Proposer plus de logements à la location
5. inciter les bailleurs à améliorer la rotation de leur parc, en y consacrant une part de la mutualisation des ressources entre organismes HLM ;
6. faire du supplément de loyer de solidarité un instrument de mobilité, en abaissant son seuil de déclenchement, en limitant les exemptions et en affichant clairement le niveau de ressources pour lequel le coût global du logement social atteint le niveau du marché ;
7. introduire dans les zones tendues des baux à durée limitée, en subordonnant leur renouvellement à un réexamen de la situation des ménages ;
8. fixer l'objectif de construction neuve à partir d'une approche territorialisée des besoins ;
9. accentuer le ciblage de l'effort de production, en réduisant fortement la production de PLS et en se concentrant davantage sur les zones tendues et les logements PLAI ;
10. réduire la concentration des logements sociaux dans les quartiers prioritaires de la politique de la ville, en n'y produisant pas d'offre sociale
nouvelle et en localisant hors de ces quartiers la reconstitution des logements sociaux supprimés par la rénovation urbaine ;
11. intégrer dans les objectifs de production de logement social un indicateur mesurant le développement des offres diffuses.
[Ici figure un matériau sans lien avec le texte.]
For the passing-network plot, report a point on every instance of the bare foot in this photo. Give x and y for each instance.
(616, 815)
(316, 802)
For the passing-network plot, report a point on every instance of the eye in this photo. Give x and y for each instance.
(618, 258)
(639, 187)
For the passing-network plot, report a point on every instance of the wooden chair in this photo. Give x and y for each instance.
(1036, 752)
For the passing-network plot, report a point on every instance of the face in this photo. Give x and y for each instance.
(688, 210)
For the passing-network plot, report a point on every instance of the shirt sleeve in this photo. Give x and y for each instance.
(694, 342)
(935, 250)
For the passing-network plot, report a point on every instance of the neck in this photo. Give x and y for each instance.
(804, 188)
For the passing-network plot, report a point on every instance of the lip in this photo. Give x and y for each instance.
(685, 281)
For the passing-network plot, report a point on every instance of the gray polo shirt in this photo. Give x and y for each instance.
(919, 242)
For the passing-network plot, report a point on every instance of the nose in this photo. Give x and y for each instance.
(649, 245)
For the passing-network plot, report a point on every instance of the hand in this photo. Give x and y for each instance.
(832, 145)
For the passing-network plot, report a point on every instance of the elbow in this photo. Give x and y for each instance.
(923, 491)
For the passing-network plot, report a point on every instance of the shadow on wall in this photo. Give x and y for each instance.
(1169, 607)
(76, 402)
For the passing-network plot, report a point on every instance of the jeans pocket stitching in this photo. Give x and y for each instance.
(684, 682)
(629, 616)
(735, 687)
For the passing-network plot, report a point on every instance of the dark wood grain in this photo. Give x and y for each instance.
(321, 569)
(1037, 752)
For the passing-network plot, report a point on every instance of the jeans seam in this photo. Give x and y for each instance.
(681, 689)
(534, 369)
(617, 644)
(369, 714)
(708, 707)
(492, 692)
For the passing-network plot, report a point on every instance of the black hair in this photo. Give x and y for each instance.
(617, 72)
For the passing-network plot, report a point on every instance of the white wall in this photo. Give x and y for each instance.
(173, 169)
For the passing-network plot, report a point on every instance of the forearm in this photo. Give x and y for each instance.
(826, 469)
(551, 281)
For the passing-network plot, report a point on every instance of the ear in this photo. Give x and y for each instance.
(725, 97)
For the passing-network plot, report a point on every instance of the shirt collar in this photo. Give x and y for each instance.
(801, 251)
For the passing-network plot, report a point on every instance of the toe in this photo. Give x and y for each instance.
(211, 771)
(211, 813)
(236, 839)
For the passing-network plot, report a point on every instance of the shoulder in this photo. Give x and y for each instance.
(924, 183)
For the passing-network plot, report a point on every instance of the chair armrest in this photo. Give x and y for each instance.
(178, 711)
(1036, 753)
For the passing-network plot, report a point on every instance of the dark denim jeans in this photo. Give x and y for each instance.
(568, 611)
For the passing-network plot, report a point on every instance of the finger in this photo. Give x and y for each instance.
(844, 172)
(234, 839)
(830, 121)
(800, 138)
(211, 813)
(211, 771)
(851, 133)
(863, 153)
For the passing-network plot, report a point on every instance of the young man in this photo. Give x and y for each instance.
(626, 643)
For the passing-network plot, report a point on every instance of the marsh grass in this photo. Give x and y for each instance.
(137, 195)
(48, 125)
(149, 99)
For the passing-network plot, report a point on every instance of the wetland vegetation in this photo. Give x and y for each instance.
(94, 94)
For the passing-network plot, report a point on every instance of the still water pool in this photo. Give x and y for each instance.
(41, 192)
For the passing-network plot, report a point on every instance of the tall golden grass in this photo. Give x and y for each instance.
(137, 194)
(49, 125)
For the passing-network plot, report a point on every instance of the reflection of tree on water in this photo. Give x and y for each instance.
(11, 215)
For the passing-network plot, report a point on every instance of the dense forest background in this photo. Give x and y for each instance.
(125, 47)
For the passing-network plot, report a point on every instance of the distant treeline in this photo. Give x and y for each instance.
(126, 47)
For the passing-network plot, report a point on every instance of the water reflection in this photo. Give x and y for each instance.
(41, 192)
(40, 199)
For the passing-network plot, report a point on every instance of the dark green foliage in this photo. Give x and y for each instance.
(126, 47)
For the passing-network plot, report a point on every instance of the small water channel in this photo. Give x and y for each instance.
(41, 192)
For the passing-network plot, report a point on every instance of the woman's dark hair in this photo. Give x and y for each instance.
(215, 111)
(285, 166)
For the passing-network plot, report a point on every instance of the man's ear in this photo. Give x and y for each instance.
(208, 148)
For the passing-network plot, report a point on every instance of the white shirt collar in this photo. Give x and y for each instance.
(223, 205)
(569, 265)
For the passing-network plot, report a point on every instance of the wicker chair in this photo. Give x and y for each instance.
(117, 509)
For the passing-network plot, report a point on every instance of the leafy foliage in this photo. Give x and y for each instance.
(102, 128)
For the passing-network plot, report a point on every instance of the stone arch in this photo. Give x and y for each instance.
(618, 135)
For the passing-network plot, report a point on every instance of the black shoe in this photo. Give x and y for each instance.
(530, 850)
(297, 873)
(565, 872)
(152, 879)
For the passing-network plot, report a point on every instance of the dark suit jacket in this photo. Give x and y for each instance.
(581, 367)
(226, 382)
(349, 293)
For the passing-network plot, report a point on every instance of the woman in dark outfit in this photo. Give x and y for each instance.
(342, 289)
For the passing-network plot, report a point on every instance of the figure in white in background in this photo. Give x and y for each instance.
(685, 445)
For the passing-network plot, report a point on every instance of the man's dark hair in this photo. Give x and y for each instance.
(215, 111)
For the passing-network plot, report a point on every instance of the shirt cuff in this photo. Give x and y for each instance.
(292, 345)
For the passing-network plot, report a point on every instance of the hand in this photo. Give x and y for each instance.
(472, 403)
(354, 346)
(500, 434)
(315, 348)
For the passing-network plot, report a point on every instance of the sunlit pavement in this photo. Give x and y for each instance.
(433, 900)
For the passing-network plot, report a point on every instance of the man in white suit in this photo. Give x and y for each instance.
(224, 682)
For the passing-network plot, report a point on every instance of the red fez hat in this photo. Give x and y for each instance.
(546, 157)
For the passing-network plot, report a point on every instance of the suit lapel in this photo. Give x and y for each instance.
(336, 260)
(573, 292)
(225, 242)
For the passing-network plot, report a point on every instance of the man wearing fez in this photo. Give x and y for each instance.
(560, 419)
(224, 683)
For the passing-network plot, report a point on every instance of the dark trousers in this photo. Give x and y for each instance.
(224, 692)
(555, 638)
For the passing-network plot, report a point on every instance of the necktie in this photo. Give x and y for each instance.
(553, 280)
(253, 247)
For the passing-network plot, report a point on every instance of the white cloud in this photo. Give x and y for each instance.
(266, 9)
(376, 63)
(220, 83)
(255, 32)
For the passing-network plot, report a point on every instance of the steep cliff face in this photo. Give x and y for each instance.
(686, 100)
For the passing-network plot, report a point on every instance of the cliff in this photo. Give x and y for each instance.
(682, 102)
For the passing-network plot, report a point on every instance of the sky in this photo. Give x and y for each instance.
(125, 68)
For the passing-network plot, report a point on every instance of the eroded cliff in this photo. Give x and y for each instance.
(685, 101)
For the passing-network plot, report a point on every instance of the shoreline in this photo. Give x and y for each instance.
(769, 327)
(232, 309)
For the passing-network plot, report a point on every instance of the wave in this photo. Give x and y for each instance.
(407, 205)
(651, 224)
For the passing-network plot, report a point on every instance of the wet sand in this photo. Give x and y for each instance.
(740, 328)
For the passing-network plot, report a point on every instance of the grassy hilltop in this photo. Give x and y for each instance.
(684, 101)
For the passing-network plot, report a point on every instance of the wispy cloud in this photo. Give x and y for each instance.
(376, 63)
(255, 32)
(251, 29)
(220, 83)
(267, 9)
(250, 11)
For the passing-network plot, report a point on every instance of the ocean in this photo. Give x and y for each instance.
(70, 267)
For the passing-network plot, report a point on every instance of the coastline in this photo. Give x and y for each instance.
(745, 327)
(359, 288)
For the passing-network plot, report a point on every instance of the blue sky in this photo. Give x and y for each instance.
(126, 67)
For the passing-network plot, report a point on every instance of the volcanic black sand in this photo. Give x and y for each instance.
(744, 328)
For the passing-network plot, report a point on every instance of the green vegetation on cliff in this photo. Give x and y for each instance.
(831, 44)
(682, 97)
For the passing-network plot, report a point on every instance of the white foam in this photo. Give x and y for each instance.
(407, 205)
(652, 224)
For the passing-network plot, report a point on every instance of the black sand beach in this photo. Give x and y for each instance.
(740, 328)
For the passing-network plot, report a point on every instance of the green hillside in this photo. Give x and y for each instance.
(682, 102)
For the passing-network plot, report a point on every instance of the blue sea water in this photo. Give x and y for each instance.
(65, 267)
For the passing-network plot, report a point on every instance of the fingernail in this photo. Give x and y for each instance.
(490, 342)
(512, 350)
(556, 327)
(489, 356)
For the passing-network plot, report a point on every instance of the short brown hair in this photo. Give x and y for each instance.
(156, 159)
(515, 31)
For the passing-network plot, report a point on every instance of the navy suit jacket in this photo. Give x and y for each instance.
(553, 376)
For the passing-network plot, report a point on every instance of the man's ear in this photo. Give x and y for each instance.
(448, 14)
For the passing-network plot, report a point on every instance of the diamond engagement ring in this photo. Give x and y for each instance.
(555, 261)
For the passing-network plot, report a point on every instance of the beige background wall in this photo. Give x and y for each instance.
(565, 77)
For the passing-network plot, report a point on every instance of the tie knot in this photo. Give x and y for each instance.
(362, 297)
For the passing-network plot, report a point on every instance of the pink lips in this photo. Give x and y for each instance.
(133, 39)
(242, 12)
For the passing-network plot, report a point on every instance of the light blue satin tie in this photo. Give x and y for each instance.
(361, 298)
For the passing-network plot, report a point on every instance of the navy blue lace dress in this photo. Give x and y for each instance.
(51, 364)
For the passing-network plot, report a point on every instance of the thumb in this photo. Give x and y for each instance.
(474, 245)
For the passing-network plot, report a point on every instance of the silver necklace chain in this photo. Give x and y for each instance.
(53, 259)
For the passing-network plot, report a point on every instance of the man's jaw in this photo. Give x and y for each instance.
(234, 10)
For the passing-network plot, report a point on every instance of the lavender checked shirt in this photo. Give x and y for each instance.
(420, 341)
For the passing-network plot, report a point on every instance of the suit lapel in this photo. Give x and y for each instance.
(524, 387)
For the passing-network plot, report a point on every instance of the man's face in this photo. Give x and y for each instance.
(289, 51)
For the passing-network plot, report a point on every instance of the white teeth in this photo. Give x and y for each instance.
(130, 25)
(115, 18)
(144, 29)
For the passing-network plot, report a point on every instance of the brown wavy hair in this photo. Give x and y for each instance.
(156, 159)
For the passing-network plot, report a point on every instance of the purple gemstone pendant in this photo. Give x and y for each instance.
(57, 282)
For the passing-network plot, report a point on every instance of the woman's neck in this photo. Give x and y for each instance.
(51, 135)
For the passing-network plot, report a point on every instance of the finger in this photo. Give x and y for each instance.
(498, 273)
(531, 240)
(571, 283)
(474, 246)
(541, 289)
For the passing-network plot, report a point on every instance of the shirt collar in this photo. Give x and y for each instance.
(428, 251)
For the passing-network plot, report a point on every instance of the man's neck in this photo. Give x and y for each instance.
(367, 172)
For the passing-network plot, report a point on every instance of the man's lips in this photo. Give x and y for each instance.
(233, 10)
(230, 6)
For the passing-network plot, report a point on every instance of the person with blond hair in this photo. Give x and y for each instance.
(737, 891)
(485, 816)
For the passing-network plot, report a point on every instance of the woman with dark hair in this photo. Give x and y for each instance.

Accroître la transparence et piloter davantage au niveau local
12. mutualiser la gestion des décisions individuelles d'attribution sous l'égide des conférences intercommunales du logement, dans le respect des objectifs globaux des réservataires de contingents ;
13. rendre obligatoire la formalisation et la publication des critères de sélection et d'attribution par les bailleurs.